In questo luogo percepiamo il profumo di un Santo che ci ha preceduti nella vocazione religiosa come passionista, Gabriele dell’Addolorata, anch’egli morto giovane a 24 anni, ma che ha lasciato una traccia di amore appassionato a Cristo e alla Vergine Madre. Egli visse in tempi molto diversi dal nostro, ma fu modello di tante persone che seguirono le orme di Cristo e del progetto morale cristiano impregnato di profonda spiritualità. Naturalmente, non distratto da attrazioni mondane, egli era solito dire: “Il mio paradiso è meditare”.

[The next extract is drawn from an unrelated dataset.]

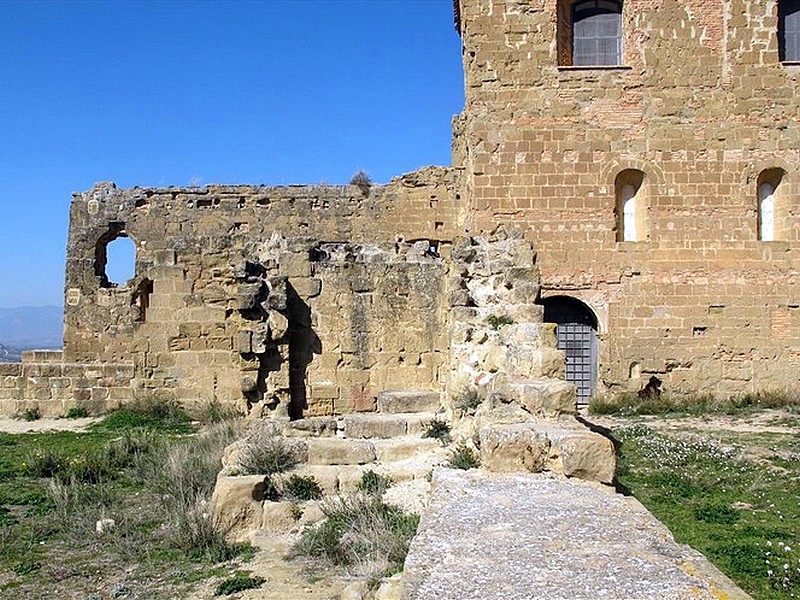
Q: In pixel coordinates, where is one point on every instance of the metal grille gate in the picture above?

E’ possibile oggi, con la volatilità della civiltà digitale e l’accumulo di informazioni che si susseguono e si cancellano, fermarsi a meditare, cioè concentrarsi in se stessi, dedicare tempo all’ascolto, alla lettura, all’ammirazione, alla contemplazione della bellezza delle cose visibili e di quelle invisibili? Sovente, durante l’Angelus domenicale, papa Francesco invita le miglia di fedeli radunati in piazza San Pietro a fermarsi a pregare in silenzio o a pregare tutti insieme. Siamo capaci di farlo nella nostra vita personale, secondo le parole di Gesù: “Quando preghi entra nella tua camera e, chiusa la porta, prega il Padre tuo nel segreto; e il Padre tuo, che vede nel segreto, ti ricompenserà”. (Mt 6,6)? Penso di sì. Tra le migliaia di giovani che popolano il mondo e talora danno l’impressione di superficialità, di svogliatezza, persino associazione a delinquere, ci sono dei fiori che spiccano per la purezza, la freschezza dell’amore, delle intenzioni, della verità delle parole.

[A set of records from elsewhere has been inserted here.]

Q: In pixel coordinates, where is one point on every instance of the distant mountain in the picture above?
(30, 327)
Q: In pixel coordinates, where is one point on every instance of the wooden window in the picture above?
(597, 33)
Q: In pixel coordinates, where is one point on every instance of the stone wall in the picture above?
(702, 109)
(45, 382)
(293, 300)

Proprio il 3 luglio scorso, papa Francesco ha dichiarato le virtù eroiche di tre giovani: Pietro Di Vitale, siciliano di 24 anni, coetaneo di San Gabriele; Alessia Gonzalez, spagnola di 16 anni, e Carlo Acutis, italiano di 15 anni “enfant prodige” di informatica morto nel 2006. Un filo rosso li lega perché tutti e tre sono morti di gravi malattie molto giovani, ma hanno compreso, anzitutto, che il compimento del proprio dovere è il modo di garantire il diritto di vivere a chi sta a fianco, in secondo luogo che l’accettazione e l’offerta della sofferenza sono un contributo efficace per cambiare il mondo.
Cosa ne pensiamo? Li vogliamo imitare? Preghiamo il Signore che ci ispiri e ci aiuti.